HemeLB uses MPI in a master-worker format to manage communications across the assigned resources. Here a single rank is dedicated to managing the simulation whilst the remainder are devoted to conducting the computation throughout the domain. Communication between ranks occurs when a lattice site’s neighbours are being computed on a separate rank. MPI communications have been organized to mask this as much as possible. Data input all occurs within the initialization phase of the simulation, this can correspond to a significant quantity of data – approximately 1.3kB/site. Data output occurs at a frequency indicated by the user in the input file, this output will typically require 64 bytes/site (though variable dependent on actual output requested) and this is stored in a compressed binary format. Checkpoint files can also be saved in this manner if required. For the single component version of HemeLB discussed here, no temporary files are written to aid simulation completion.
Within CompBioMed2, we have achieved a number of technical developments for the HemeLB code and are continuing to work towards several more. The port to NVIDIA GPUs is the primary exemplar of this, resulting in the strong scaling results presented above. Efforts within CompBioMed2 have also developed a port for AMD GPUs and the performance of this is currently being evaluated. Within the next 12 months, it is possible that similar work will be undertaken to enable use on Intel GPUs (such as being used in LRZ’s SuperMUC-NG Phase 2). Whilst platform-agnostic programming is an ideal goal, it will take time before a consensus is reached on how this is to be best achieved for GPUs (if possible).
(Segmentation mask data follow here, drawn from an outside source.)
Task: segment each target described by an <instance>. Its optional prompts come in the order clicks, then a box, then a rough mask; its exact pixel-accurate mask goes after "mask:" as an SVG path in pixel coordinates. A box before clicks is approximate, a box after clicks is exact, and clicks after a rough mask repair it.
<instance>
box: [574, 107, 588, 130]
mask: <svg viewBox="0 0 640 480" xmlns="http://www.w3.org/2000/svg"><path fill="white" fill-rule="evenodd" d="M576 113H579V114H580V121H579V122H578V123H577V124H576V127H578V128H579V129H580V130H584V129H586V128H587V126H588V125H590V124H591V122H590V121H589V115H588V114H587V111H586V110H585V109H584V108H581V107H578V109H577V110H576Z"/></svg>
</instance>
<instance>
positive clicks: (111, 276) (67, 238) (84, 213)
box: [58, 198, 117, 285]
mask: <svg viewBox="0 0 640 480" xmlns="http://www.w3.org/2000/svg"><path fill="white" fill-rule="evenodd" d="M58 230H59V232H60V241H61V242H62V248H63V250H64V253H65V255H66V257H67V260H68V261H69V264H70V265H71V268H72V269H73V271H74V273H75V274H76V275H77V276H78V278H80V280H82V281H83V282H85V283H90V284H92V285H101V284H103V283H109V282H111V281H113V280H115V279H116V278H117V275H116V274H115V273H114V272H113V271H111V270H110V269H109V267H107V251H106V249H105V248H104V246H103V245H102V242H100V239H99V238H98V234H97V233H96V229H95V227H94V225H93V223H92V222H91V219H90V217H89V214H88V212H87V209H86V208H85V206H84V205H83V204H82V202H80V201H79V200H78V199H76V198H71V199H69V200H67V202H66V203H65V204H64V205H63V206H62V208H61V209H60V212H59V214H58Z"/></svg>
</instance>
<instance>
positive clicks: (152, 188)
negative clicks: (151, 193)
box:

Further optimization work (current and ongoing) with LRZ has been focused on improving the performance of HemeLB on SuperMUC-NG. This has included an update of the intrinsics used to accelerate key computational kernels within the code – this effort has demonstrated improvements to the parallel efficiency of the code and we are currently working to evaluate the large-scale performance of these. Ongoing work will further look at how memory management could be optimized for this machine. Whilst all of these could be described as co-design, further explicit co-design efforts are currently in the planning stages for the possible use of HemeLB as benchmark code for testing, evaluating and commissioning new hardware such as NVIDIA’s GPU hardware development kits (at UCL), SuperMUC-NG Phase 2 (at LRZ) and the upcoming European Processor (with ATOS).
As part of the work in CompBioMed, EPCC have developed a service called the HemeLB High Performance Offload service (Hoff) which allows to offloads HemeLB simulations to a remote HPC system, using a set of REST endpoints for submitting and managing computational jobs on remote resources. With the Hoff, existing Portals or existing SaaS offerings are able to upload its input files to a server connected to the HPC system where the simulation will be executed. After copying the input data sets onto the target HPC system, the Hoff schedule and execute the simulations, and, once completed, notify the user and allow for retrieve of the output data. The tool is currently interfaced between a portal, PolNet, which extents the functionality of HemeLB, with the Cirrus HPC system, and EPCC is currently working to extend its functionalities to work with the SLURM scheduling system.